同義語ではなく、類語なので違いがあります。

その違いは先に記載した通りです。

「大敗」の対義語

「大敗」の対義語は「敗」の反対語が「勝」なので、「大勝」となります。

「惨敗」の意味

「惨敗」について説明します。

「惨敗」の使い方

「惨敗」とは、みじめな負け方をすることを意味する言葉です。

「みじめ」である負け方を指す言葉なので、負けたチームや本人や周囲の心情や感情によって、同じ負け方でも「惨敗」を使うか否かは違って来ます。

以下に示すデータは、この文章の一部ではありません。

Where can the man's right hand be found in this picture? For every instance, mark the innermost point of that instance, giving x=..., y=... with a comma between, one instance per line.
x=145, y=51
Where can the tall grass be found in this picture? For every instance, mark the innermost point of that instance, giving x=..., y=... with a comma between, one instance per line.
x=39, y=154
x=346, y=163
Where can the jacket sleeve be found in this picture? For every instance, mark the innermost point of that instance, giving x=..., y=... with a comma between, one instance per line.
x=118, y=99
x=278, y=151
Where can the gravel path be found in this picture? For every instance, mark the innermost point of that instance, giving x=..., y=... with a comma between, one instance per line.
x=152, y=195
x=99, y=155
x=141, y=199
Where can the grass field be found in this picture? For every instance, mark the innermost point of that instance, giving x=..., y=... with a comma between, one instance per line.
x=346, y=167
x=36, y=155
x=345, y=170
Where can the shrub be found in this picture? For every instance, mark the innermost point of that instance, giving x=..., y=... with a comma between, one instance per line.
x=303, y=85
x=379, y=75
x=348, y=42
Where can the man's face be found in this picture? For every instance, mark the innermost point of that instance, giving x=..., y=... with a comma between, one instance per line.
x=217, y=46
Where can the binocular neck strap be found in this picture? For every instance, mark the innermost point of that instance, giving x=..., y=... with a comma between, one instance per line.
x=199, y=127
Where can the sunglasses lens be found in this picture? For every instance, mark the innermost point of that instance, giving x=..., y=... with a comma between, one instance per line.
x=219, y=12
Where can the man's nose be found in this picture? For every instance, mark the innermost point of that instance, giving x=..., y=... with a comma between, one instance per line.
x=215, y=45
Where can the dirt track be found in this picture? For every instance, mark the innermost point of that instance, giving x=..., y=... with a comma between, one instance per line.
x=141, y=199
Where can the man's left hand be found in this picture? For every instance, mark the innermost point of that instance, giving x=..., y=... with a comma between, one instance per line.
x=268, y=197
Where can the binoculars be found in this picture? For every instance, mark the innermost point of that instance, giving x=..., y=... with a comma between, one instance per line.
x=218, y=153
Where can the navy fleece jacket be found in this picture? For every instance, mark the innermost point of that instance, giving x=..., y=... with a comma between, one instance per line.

試合前の予想で自他ともに勝利が確実と思われていた場合には、どんなに僅差であっても「惨敗」を使う事はあります。

「惨敗」を使った例文

・『過去5回連続当選して来たベテランの衆議院議員が、選挙前の失言の波紋が大きく、今回の選挙では対立候補に惨敗を喫した』
・『優勝候補の我が高校野球部のチームが、ダークホースの高校のエースにヒット3本に抑えられ、0対1で惨敗した』
・『あの国は、事前に勝ち目がない事は分かっていたのに、無謀に隣国に戦闘を仕掛け、結局反撃されて惨敗した』

「惨敗」の類語

「惨敗」の類語は「大敗」で、その使われ方の違いや、ニュアンスの違いは、先に記載した通りです。

「惨敗」の対義語

「惨敗」の対義語は、「惨」の反対語としては「快」であり、「敗」に対しては「勝」なので、「快勝」となります。

まとめ

「大敗」は大きな差がついて負けることを指す言葉で、「惨敗」はみじめな負け方をすることを意味する言葉です。

「大敗」「惨敗」はいずれも敗北した事を表現する言葉で、類語と言えます。

しかし「大敗」は、大きな差がついて負けたと言う事実を客観的に伝えるニュアンスを持つ言葉ですが、「惨敗」はみじめな負け方をしたと言う心情的・感情的な想いが込められた表現と言えます。

従って、「大敗」した事を「惨敗」と表現する事はもちろんあります。

しかし、「惨敗」はみじめな心情や感情を込めて、負けた事を表現する場合に使われるため、必ずしも「大敗」すなわち大差での負けでなく、僅差での負けの場合にも使われる言葉と言えるのです。

なお、「大敗」「惨敗」は英語表記ではいずれも、“a crushing defeat”です。

従って、日本語での2つの言葉のニュアンスの違いを使い分ける表現をしたい場合には、英語では補足説明する事が必要と言えます。